Anyway back to my daily thoughts...
Tim and I saw Dr. Mattingly (NaPro Doctor) on Monday and we finally got the go ahead to start the clomid again. After a year of being on break, it is nice to finally be moving forward (I hate turning my wheels in place). New doctor = new protocol; which includes 2000mg of Metformin, 30mg of Actos, 50 mg of Clomid (cd3-5), 200mg of B6 (leading up and thru ovulation), 2000mg of fish oil, and 200mg of Prometrium (starting 7dpo). It is so many meds that I need a pill case to remember to take them all. So right now I just need to wait to start my next cycle, but at least I have something to look forward to.

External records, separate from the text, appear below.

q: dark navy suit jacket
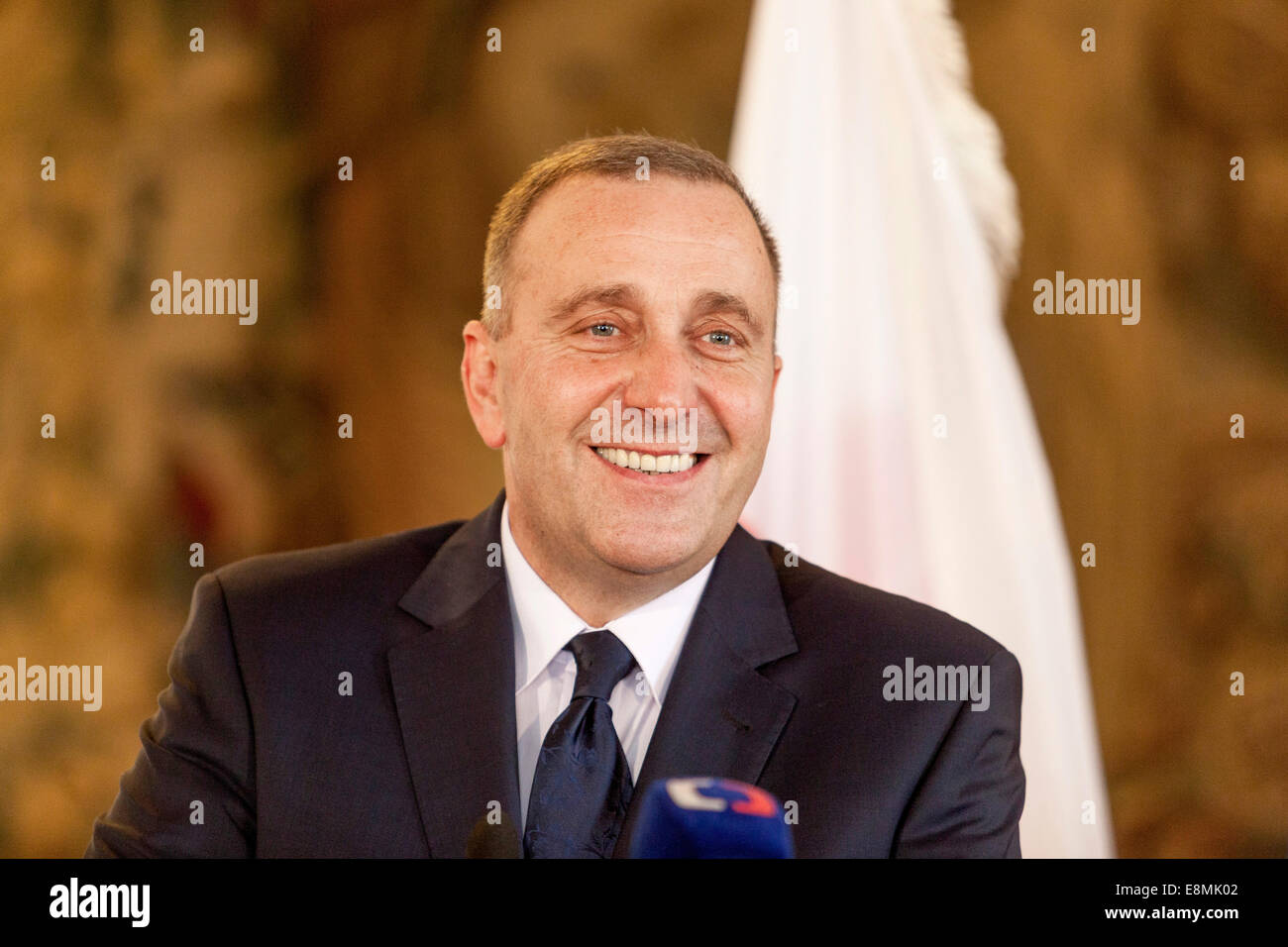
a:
[85,492,1024,857]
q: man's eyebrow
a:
[548,282,640,322]
[549,282,760,331]
[695,290,760,333]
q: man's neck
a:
[509,506,713,627]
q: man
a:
[86,136,1024,857]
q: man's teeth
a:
[595,447,698,474]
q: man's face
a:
[464,174,781,575]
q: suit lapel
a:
[613,526,798,858]
[387,491,519,857]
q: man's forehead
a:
[524,172,760,240]
[514,172,774,305]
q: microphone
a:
[631,777,794,858]
[465,810,523,858]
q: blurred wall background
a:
[0,0,1288,857]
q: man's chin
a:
[593,533,704,576]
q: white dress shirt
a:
[501,500,715,831]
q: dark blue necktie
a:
[523,630,635,858]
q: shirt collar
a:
[501,500,716,702]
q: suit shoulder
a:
[759,540,1014,664]
[214,520,465,595]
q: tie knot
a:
[568,629,635,701]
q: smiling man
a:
[87,136,1024,857]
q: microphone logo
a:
[666,777,780,818]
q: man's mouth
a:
[591,447,709,475]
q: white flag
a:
[730,0,1113,857]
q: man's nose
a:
[622,338,697,417]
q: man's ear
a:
[461,320,505,450]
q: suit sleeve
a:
[85,574,255,858]
[893,650,1024,858]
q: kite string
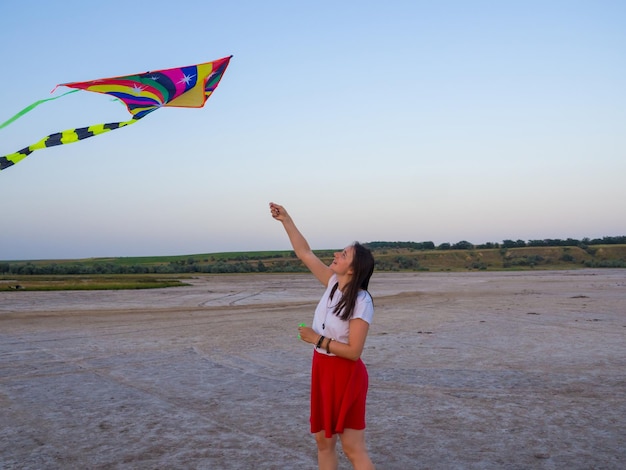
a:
[0,90,80,129]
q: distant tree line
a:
[364,235,626,251]
[0,236,626,275]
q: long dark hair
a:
[330,242,374,321]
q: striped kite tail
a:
[0,117,140,170]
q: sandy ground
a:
[0,270,626,470]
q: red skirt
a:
[310,351,369,438]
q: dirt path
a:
[0,270,626,470]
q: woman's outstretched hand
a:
[270,202,289,222]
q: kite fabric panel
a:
[0,56,232,170]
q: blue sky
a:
[0,0,626,260]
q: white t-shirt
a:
[312,274,374,356]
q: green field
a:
[0,242,626,291]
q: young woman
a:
[270,203,374,470]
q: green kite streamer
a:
[0,90,80,129]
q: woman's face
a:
[330,246,354,276]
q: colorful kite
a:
[0,56,232,170]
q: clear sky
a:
[0,0,626,260]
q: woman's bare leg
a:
[340,428,374,470]
[315,430,338,470]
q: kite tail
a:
[0,118,139,170]
[0,90,80,129]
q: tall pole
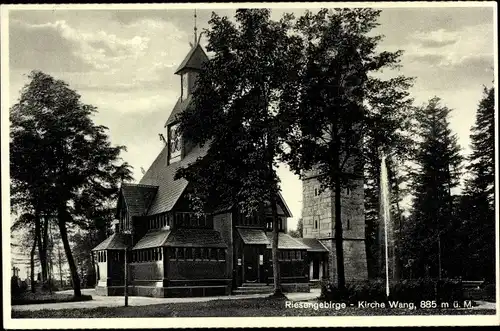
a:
[194,9,198,46]
[380,153,390,297]
[438,233,441,280]
[57,243,63,288]
[123,248,128,307]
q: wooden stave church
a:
[89,42,336,297]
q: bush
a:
[42,279,59,292]
[483,284,496,301]
[11,293,92,305]
[10,276,23,296]
[320,279,464,307]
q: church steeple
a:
[165,10,208,164]
[175,9,208,101]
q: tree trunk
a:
[334,172,345,291]
[35,210,47,283]
[58,207,82,297]
[271,190,283,296]
[40,216,50,281]
[30,233,38,293]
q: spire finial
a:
[194,9,198,46]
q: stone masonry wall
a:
[302,177,368,281]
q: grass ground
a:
[12,298,495,318]
[11,292,92,305]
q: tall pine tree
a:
[460,88,495,279]
[404,97,462,277]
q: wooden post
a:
[123,248,128,307]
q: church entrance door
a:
[243,245,261,283]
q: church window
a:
[168,124,182,162]
[218,249,226,261]
[186,247,193,260]
[193,248,201,260]
[176,247,186,260]
[181,74,188,101]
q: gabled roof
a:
[164,93,193,128]
[237,228,269,245]
[132,230,170,249]
[139,144,209,215]
[92,233,132,251]
[295,238,328,252]
[166,228,227,248]
[266,232,309,249]
[175,43,208,75]
[121,183,158,216]
[132,228,227,249]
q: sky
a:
[3,3,497,236]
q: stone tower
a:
[302,172,368,283]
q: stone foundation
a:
[95,285,231,298]
[322,239,368,283]
[281,283,311,292]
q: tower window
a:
[313,216,319,229]
[181,74,188,100]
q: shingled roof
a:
[139,144,209,215]
[295,238,328,252]
[133,228,227,249]
[266,232,309,249]
[166,228,227,248]
[121,183,158,216]
[132,230,170,249]
[92,233,132,251]
[175,44,208,75]
[237,228,269,245]
[164,94,193,128]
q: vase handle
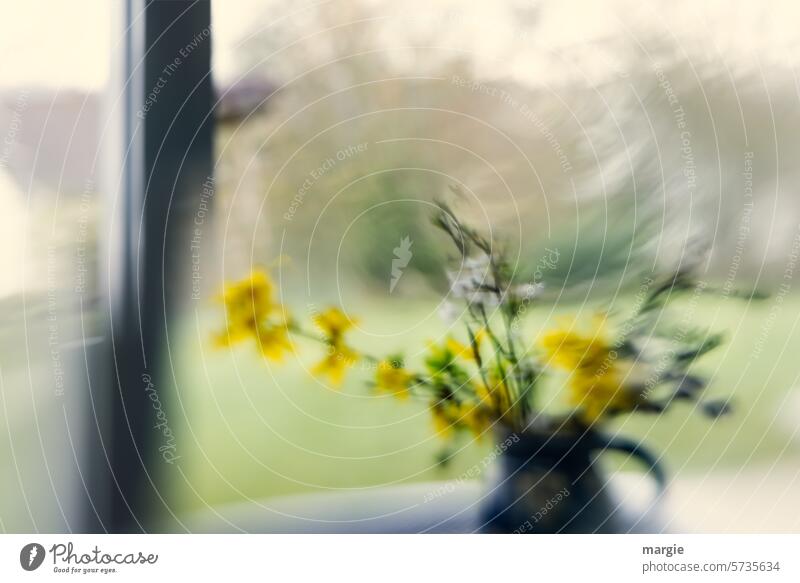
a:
[596,435,667,496]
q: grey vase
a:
[481,430,665,533]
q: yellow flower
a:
[570,366,637,423]
[375,360,414,399]
[214,269,292,360]
[541,316,637,423]
[312,308,358,387]
[541,316,610,371]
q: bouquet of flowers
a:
[215,205,728,456]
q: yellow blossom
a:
[214,269,292,360]
[312,308,358,387]
[541,316,637,423]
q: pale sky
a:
[0,0,800,89]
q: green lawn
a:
[170,297,800,510]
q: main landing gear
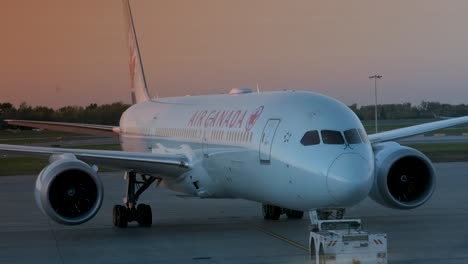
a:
[112,171,160,228]
[262,204,304,220]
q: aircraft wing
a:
[369,116,468,144]
[5,119,120,137]
[0,144,191,177]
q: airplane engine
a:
[370,142,436,209]
[34,154,104,225]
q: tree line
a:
[0,101,468,128]
[0,102,130,128]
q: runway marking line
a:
[252,224,309,252]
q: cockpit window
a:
[344,129,362,144]
[301,130,320,146]
[358,128,369,143]
[321,130,344,145]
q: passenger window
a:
[358,129,369,143]
[301,130,320,146]
[321,130,344,145]
[344,129,362,144]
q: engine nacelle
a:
[34,154,104,225]
[370,142,436,209]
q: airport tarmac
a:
[0,163,468,264]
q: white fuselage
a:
[120,91,374,210]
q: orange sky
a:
[0,0,468,108]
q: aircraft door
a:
[259,119,280,164]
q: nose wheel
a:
[112,172,161,228]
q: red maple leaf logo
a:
[245,105,263,131]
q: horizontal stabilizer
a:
[5,120,120,137]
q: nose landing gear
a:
[262,204,304,220]
[112,172,161,228]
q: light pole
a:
[369,74,382,133]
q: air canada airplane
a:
[0,0,468,228]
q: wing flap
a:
[5,119,120,137]
[368,116,468,143]
[0,144,191,177]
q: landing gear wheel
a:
[262,204,281,220]
[285,209,304,219]
[112,205,128,228]
[137,204,153,227]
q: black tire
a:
[137,204,153,227]
[112,205,128,228]
[310,239,317,264]
[319,245,325,264]
[262,204,281,220]
[286,209,304,219]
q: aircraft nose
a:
[327,153,373,206]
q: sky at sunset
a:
[0,0,468,108]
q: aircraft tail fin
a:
[123,0,150,104]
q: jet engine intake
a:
[370,142,436,209]
[34,154,104,225]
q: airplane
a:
[0,0,468,228]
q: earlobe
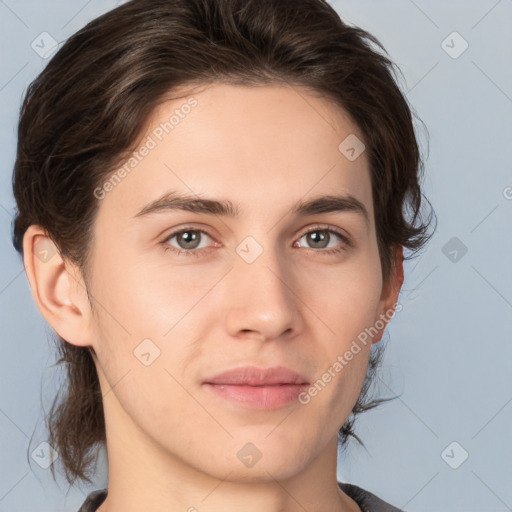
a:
[23,225,91,346]
[372,245,404,343]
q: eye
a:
[163,228,211,256]
[162,227,352,256]
[296,227,351,254]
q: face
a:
[88,84,396,481]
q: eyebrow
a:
[134,191,370,226]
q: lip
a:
[203,366,309,386]
[203,366,309,410]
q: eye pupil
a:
[176,231,200,249]
[307,231,329,248]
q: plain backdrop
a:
[0,0,512,512]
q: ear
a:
[372,245,404,343]
[23,224,92,346]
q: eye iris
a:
[176,231,200,249]
[307,231,329,249]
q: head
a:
[13,0,431,488]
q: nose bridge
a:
[228,231,296,338]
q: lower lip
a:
[205,384,308,410]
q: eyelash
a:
[162,226,352,257]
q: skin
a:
[24,83,403,512]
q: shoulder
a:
[338,482,405,512]
[78,489,107,512]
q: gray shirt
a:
[78,482,404,512]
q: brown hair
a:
[13,0,433,483]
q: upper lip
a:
[203,366,308,386]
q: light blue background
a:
[0,0,512,512]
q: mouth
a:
[203,366,309,410]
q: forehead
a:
[98,83,373,222]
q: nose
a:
[225,240,302,341]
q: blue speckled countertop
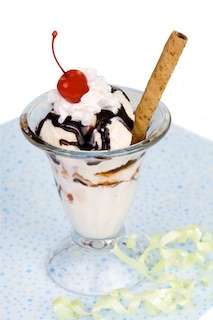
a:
[1,119,213,320]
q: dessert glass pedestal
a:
[20,88,171,296]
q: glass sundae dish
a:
[20,33,186,296]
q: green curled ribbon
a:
[53,225,213,320]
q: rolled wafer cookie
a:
[132,31,187,144]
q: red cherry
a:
[57,70,89,103]
[52,31,89,103]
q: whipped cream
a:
[48,68,121,126]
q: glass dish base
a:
[48,231,143,296]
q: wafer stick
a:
[132,31,187,144]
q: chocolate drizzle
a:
[36,87,133,151]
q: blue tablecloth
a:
[1,119,213,320]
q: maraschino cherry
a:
[52,31,89,103]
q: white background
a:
[0,0,213,319]
[0,0,213,139]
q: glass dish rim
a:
[20,85,171,159]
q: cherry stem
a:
[52,31,65,73]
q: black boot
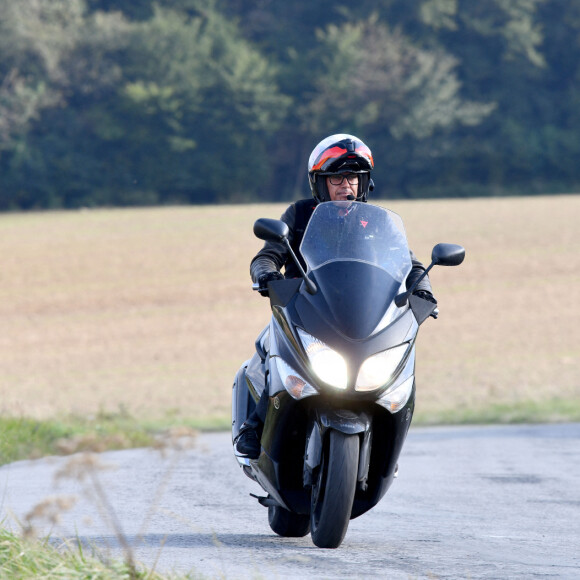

Here is just a tidbit of news on Mom. She told me last week that her plant was closing by the end of August (her 3rd job in 4 years). However, I got an interesting call from her last night. Turns out the equipment is being bought by a company in Thailand and that they are interviewing people to help set it up over there, including Mom. Her and Dad may be moving to Thailand for 18 months! How crazy is that?! She sounded excited about it, so there may be a trip sometime in the future. Man, even the possibility sounds exciting. Now I really need to get a passport (need it for work anyway).

Tuesday, July 15, 2008

Just the Beginning

Well, here is the start of our next step. It has been a long year since we decided to take a break and create a new start. Finding and getting a new job, moving 500 miles, and beginning life in a whole new city. Moving from Nashville to Cincinnati has certainly been a new experience considering I have been in TN for almost 8 years (but it doesn't beat my parents with their 3 moves in 6 years).